Deploying the Events Service

The events service (cycles-server-events) delivers webhook events asynchronously — use it to get real-time alerts in Slack, PagerDuty, or your own systems when budgets run out, thresholds are crossed, or reservations are denied.

As of v0.1.25.9 the service binds two ports: the public API port 7980 (dispatch control surface) and a separate management port 9980 for actuator endpoints (/actuator/health, /actuator/info, /actuator/prometheus). Expose 7980 via public ingress; keep 9980 internal-only.

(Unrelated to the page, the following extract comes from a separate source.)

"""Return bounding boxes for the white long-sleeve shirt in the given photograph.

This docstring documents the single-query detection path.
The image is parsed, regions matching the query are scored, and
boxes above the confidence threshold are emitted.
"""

It is optional — the admin and runtime servers operate normally without it. When deployed, it consumes delivery jobs from Redis and sends HTTP POST requests to webhook endpoints with HMAC-SHA256 signatures.

Quick start with Docker

If you already have the full stack running via Deploying the Full Cycles Stack, uncomment the cycles-events block in your docker-compose.yml and restart. Otherwise, use the full-stack compose from the admin repo:

bash

# From the cycles-server-admin directory
export WEBHOOK_SECRET_ENCRYPTION_KEY=$(openssl rand -base64 32)
docker compose -f docker-compose.full-stack.yml up

Services: Redis (6379), Admin (7979), Runtime (7878), Events API (7980), Events management/actuator (9980).

Standalone deployment

From pre-built image

bash

docker run -d --name cycles-events \
  -p 7980:7980 \
  -p 9980:9980 \
  -e REDIS_HOST=redis.example.com \
  -e REDIS_PORT=6379 \
  -e REDIS_PASSWORD=your-redis-password \
  -e WEBHOOK_SECRET_ENCRYPTION_KEY=your-base64-key \
  ghcr.io/runcycles/cycles-server-events:0.1.25.10

Only 7980 needs to be reachable from clients and downstream webhook targets. 9980 should remain internal — scrape it from your Prometheus cluster on its own network path.

From JAR

bash

REDIS_HOST=redis.example.com \
REDIS_PORT=6379 \
REDIS_PASSWORD=your-redis-password \
WEBHOOK_SECRET_ENCRYPTION_KEY=your-base64-key \
java -jar cycles-server-events-*.jar

Configuration

Required

Variable	Description
`REDIS_HOST`	Redis hostname (shared with admin and runtime servers)
`REDIS_PORT`	Redis port (default: 6379)
`REDIS_PASSWORD`	Redis password (empty for no auth)

Tuning

Variable	Default	Description
`dispatch.pending.timeout-seconds`	5	BRPOP blocking timeout (seconds)
`dispatch.retry.poll-interval-ms`	5000	How often to check for ready retries (ms)
`dispatch.http.timeout-seconds`	30	HTTP request timeout for webhook delivery
`dispatch.http.connect-timeout-seconds`	5	HTTP connect timeout
`MAX_DELIVERY_AGE_MS`	86400000	Deliveries older than this auto-fail (24h)
`EVENT_TTL_DAYS`	90	Redis TTL for event records
`DELIVERY_TTL_DAYS`	14	Redis TTL for delivery records
`RETENTION_CLEANUP_INTERVAL_MS`	3600000	ZSET index cleanup interval (1h)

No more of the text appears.